Not that everybody thinks the Chesapeake's blue crab is a thing of beauty, but the mitten crab, with its saucer-shaped body and its pair of large, bristle-covered pincers, is downright repulsive looking. Still, appearance is not the problem. The mitten crab has gotten a clawhold in parts of Germany and England and on the West Coast. It has grown to such numbers that it clogs the water intake pipes - it almost shut down southern California's water supply in 1998 - and steals bait from sports fishermen.
When the crab isn't making a nuisance of itself in the water, it can damage riverbanks by burrowing into the soil. As undesirable as its presence is in the Chesapeake, scientists do not believe it poses a threat to bay crabs. The mitten crab may be a serious pest, but it does not eat other crabs and, in a claw-to-claw encounter, is apparently no match for the feisty Chesapeake blue.

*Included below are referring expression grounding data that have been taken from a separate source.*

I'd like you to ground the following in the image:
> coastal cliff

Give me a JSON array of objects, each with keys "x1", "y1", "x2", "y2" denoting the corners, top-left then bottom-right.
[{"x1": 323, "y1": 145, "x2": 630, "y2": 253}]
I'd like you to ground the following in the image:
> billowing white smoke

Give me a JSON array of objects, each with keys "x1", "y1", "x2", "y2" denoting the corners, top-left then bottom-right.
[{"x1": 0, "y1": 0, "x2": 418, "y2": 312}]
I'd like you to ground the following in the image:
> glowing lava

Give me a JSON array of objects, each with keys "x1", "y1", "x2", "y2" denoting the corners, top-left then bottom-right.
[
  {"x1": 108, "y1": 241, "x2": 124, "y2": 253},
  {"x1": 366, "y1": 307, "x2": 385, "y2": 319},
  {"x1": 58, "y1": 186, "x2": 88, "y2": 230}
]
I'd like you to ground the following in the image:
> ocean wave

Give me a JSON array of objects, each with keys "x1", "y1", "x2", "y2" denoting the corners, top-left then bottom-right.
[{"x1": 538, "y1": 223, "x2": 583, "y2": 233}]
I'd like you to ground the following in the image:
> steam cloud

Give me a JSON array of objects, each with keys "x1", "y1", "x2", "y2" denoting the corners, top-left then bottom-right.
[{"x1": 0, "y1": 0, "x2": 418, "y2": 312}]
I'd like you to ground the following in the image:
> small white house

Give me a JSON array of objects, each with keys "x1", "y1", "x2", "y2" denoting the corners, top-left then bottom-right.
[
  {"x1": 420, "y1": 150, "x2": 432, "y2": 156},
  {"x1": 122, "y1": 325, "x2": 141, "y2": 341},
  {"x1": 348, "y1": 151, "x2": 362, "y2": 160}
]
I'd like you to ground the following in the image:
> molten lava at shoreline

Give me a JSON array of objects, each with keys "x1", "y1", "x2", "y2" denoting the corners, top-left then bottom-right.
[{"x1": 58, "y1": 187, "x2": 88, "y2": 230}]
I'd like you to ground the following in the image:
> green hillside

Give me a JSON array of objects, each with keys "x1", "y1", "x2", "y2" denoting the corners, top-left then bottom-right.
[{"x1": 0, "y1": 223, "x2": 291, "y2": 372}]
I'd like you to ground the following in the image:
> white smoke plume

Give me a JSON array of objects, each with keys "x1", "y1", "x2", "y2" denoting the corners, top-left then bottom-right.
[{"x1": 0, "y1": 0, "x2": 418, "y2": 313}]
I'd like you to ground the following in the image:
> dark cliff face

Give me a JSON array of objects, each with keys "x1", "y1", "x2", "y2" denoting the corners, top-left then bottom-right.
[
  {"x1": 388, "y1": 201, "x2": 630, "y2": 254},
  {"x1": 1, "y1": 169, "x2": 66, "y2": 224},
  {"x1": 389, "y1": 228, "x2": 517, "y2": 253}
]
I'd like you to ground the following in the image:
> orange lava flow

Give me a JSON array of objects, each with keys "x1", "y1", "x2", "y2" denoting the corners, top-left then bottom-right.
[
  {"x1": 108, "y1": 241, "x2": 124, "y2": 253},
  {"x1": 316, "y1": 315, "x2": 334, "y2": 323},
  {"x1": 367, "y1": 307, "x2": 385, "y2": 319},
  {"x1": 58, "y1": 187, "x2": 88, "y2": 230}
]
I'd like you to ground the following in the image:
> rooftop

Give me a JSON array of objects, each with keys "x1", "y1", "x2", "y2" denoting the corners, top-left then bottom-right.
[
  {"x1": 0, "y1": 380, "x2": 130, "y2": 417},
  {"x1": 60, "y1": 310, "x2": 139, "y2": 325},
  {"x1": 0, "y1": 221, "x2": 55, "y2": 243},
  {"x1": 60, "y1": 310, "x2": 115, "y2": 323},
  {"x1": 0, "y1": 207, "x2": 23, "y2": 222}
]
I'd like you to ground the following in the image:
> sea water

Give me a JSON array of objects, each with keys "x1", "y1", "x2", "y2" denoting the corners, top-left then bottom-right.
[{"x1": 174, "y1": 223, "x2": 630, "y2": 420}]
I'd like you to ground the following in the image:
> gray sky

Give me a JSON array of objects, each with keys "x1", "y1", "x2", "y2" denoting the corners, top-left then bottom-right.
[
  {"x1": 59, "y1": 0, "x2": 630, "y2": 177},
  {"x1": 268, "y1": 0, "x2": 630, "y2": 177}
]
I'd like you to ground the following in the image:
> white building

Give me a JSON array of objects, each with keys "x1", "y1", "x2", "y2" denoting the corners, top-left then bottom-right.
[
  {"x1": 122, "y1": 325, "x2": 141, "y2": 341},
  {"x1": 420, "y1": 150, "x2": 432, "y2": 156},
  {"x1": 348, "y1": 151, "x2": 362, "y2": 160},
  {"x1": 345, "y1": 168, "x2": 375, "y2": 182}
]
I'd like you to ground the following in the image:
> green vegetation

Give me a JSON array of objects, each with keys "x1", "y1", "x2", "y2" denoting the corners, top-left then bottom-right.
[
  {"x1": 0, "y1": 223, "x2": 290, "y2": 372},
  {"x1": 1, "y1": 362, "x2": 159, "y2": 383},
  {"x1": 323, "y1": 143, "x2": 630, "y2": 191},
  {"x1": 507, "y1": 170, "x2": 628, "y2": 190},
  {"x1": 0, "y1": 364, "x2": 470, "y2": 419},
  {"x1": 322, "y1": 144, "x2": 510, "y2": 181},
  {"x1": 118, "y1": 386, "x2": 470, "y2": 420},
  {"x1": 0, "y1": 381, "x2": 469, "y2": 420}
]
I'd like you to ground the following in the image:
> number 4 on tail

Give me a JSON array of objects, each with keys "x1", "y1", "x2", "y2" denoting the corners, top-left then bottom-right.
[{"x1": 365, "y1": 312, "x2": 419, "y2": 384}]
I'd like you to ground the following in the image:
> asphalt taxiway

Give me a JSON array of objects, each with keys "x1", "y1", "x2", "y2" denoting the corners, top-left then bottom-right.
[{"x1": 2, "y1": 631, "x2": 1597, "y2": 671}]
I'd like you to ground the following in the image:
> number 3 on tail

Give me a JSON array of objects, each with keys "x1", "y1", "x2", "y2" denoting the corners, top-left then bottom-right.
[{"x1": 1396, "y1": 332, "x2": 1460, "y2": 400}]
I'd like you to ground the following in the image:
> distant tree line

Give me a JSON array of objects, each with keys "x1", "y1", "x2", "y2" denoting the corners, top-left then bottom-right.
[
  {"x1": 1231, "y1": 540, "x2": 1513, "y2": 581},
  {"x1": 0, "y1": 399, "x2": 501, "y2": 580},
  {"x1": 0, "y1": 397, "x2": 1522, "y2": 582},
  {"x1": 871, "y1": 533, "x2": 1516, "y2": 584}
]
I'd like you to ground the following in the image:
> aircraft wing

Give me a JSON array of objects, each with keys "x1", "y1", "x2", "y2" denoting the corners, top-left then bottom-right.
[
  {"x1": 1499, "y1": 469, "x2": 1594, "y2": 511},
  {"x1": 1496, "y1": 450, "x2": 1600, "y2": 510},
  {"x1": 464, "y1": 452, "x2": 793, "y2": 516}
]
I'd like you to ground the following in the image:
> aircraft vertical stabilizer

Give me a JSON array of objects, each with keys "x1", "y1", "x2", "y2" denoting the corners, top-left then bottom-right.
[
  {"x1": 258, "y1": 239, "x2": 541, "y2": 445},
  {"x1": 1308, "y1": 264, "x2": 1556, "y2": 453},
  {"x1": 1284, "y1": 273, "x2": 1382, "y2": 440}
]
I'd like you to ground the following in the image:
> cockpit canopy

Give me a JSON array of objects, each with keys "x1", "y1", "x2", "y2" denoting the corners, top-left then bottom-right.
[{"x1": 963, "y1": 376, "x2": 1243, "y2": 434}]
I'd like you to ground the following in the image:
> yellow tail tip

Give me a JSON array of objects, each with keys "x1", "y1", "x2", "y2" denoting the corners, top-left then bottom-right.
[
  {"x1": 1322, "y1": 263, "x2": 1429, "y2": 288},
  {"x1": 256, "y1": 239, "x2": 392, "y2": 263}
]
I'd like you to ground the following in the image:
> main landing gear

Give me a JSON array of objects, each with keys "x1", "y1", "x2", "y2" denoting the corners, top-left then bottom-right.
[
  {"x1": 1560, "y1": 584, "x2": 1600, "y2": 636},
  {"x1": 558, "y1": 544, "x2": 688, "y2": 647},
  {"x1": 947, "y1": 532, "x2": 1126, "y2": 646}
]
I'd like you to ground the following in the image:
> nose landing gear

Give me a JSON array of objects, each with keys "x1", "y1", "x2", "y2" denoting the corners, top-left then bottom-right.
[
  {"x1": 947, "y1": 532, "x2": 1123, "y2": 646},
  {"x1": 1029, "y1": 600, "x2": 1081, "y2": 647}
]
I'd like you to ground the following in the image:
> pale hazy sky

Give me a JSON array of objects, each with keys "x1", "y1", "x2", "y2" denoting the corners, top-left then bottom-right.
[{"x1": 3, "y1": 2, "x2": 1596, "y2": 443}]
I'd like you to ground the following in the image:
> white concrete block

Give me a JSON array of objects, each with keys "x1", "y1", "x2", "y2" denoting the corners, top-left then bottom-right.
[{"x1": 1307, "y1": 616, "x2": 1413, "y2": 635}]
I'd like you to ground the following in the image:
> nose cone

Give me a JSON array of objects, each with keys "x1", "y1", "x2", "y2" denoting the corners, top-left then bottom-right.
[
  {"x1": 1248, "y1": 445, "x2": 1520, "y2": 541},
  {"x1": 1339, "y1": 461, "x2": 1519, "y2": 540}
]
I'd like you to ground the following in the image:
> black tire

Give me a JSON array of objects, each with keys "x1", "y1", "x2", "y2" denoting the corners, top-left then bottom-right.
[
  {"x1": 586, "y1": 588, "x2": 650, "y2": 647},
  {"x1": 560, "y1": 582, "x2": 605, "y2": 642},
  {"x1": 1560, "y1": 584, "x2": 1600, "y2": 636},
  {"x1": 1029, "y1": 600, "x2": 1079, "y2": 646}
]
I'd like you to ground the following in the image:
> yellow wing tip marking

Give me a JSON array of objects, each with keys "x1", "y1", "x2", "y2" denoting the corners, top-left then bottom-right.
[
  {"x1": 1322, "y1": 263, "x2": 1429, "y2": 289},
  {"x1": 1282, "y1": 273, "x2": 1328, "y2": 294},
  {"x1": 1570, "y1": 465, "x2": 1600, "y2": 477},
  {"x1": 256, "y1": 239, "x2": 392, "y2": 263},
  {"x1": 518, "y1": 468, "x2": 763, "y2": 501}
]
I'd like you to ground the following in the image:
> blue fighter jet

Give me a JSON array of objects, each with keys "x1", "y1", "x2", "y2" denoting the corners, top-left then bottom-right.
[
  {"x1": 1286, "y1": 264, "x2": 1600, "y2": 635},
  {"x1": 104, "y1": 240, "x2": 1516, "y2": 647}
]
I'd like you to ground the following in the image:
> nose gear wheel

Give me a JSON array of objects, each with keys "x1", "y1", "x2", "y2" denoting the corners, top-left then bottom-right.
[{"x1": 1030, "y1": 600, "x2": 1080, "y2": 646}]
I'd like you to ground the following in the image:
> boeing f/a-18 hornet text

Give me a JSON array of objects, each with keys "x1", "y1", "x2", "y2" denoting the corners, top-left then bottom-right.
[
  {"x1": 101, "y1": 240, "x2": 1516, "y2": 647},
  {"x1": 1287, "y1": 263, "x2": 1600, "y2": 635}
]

Although the mitten crab is a delicacy in its native China, it has not captured the imagination of diners elsewhere and nobody envisions sitting down to a steaming trayful at an Inner Harbor restaurant. Besides, it is a federal offense to possess the crab in the United States without a permit. State natural resources officials have posted a watch on the mitten crab and are working with watermen to keep an eye out for more appearances.
If it turns out that there are no other mitten crabs in the bay, that would be good news. Until then, commercial and recreational crabbers who catch one are asked to hand it over to the Dept. of Natural Resources or the Smithsonian Environmental Research Center. This is not a crab we want to find a home in the Chesapeake.